Wednesday, April 16, 2008

Text To Speech

As with many modern computer technologies, I like to at least have a passing knowledge of them. One that I have always found to be quite interesting is synthetic digital voices and the most obvious use for them is having your computer read text to you.

The first digital voice I remember hearing was way back when I was in the neighborhood of eight to ten years old. It was on a PBS show called 3-2-1 Contact. It amazed me that a computer could replicate the speech of one of the guys on the show. The program took the words spoken by the guy and kept repeating it over and over, until it had a digital version of the speech. Just as if someone had heard something in a foreign language and were repeating it to themselves until they had a close approximation of the phrase. Granted it was a bit hard on the ears and lacked any sort of inflection or depth, but it was pretty much what one would expect from a computerized voice in the 80's.

A number of years ago, sometime in the last ten years, very basic programs started coming with the Windows and Mac operating systems that could read text and convert it to speech. Such programs are referred to as Text to Speech (TTS) software. Of course, this is significantly different than what I saw in my childhood because the computer now has to figure out how to sound out the word without hearing a sample. Honestly, I don't think the final voice itself was significantly improved over the one I heard on 3-2-1 Contact. What I find interesting, is the research for the creation of a digital voice was done 25 years ago and it was finally implemented 10 to 15 years later.

Of course, nothing but improvements have been made in the digital voices in the last 10 years. Last year, on a whim, I decided to check out the best voices currently available and it seemed AT&T had a TTS voice named Crystal. I tried it relative to the basic model voice that comes in Windows and the Mac OS, and there was a world of difference. Listening to the basic model is a bit painful and the inflections that end up occurring are very weird, but the Crystal voice isn't so bad. Don't get me wrong. The voice is quite obviously digital and, again, some of the inflections and pauses that arise can still be weird, but the voice is at least tolerable. I find it akin to listening to someone with a mild foreign accent, only the accent is digitized English.
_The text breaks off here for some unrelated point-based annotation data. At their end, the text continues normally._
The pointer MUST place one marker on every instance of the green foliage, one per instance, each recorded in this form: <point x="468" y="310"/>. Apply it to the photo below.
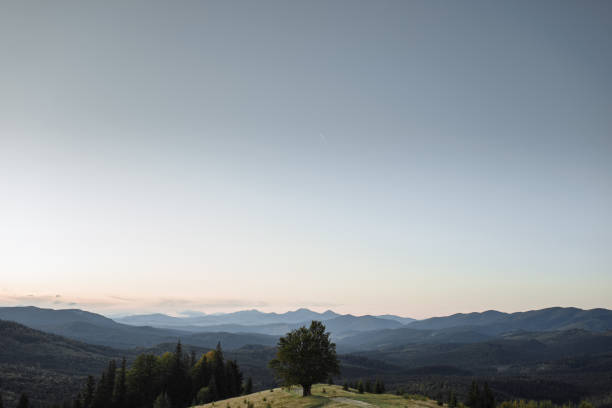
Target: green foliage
<point x="162" y="401"/>
<point x="248" y="387"/>
<point x="379" y="387"/>
<point x="478" y="399"/>
<point x="205" y="395"/>
<point x="360" y="387"/>
<point x="305" y="357"/>
<point x="540" y="404"/>
<point x="172" y="380"/>
<point x="24" y="402"/>
<point x="452" y="400"/>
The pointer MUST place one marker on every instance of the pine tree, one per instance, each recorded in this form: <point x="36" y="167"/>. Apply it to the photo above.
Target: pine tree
<point x="119" y="395"/>
<point x="248" y="388"/>
<point x="162" y="401"/>
<point x="219" y="373"/>
<point x="452" y="400"/>
<point x="379" y="387"/>
<point x="234" y="378"/>
<point x="23" y="401"/>
<point x="90" y="389"/>
<point x="488" y="399"/>
<point x="473" y="400"/>
<point x="200" y="374"/>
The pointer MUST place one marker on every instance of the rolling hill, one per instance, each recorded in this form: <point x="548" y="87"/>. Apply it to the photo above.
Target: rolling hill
<point x="493" y="322"/>
<point x="332" y="396"/>
<point x="96" y="329"/>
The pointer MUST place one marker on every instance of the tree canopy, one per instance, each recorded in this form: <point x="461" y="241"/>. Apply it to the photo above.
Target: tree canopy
<point x="305" y="356"/>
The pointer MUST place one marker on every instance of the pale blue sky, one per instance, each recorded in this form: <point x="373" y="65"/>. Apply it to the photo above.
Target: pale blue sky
<point x="409" y="157"/>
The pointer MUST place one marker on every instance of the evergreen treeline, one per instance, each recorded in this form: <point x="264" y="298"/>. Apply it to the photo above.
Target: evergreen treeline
<point x="377" y="387"/>
<point x="541" y="404"/>
<point x="172" y="380"/>
<point x="480" y="398"/>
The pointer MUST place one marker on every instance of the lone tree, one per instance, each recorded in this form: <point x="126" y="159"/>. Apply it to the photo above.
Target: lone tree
<point x="305" y="357"/>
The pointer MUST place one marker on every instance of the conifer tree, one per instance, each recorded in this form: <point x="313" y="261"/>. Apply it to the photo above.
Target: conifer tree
<point x="24" y="402"/>
<point x="90" y="388"/>
<point x="248" y="388"/>
<point x="162" y="401"/>
<point x="488" y="399"/>
<point x="473" y="399"/>
<point x="119" y="394"/>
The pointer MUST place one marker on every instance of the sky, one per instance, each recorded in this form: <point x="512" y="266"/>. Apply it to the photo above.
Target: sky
<point x="420" y="158"/>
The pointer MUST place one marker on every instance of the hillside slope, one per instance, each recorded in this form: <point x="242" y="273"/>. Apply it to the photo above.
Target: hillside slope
<point x="332" y="396"/>
<point x="493" y="322"/>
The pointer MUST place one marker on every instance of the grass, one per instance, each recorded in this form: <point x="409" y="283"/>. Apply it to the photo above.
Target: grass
<point x="332" y="396"/>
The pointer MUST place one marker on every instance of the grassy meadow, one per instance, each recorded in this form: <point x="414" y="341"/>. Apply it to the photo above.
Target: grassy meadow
<point x="332" y="396"/>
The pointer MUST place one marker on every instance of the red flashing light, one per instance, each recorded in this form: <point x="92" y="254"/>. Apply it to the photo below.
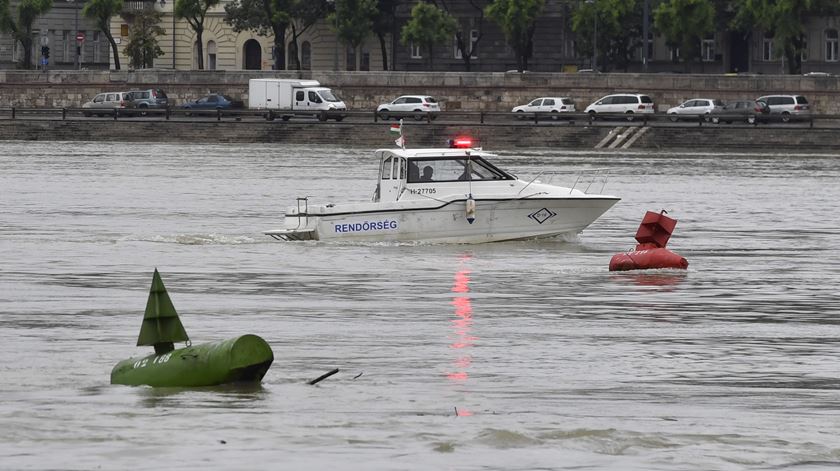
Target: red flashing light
<point x="461" y="143"/>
Advances come much more quickly these days, and on another whim, I checked for the latest a couple of days ago. I came across another set of voices from a company called NeoSpeech. I suspect these voices were around last year and I missed them, but since I found them this time around, I can claim them to be new advances in my own personal knowledge base. I must say they are a quantum leap better than the AT&T voices. Paul and Kate were the two voices I checked out and not only are they mild improvements over Crystal, they take only 1/3 of the hard drive space. Crystal weighs in at about 700MB to install and these two are each about 233MB.

I don't use TTS software very often. Mostly because I can read just fine on my own and these programs are primarily being developed for those with poor eyesight and dyslexia. Also, reading something to oneself is much faster than having someone or some program read it to you. However, I do find all three to be equitable computerized voices and use them from time to time when I want to read something, but I also need to do something else that doesn't require my brain. Perhaps 95% of the time that I do use the TTS software I am cleaning my apartment.

Hope you enjoyed your little technology lesson!

1 comment:

John said...

Pat, I don't know if you look back on these old posts but I am doing some catch up and had to weigh in on this. I think TTS is great to read your own work. The problem with reading your own work is that you are familiar with it and it is very likely you miss something because you get comfortable and lax. Using TTS allows you to pick up mistakes easier, in my opinion.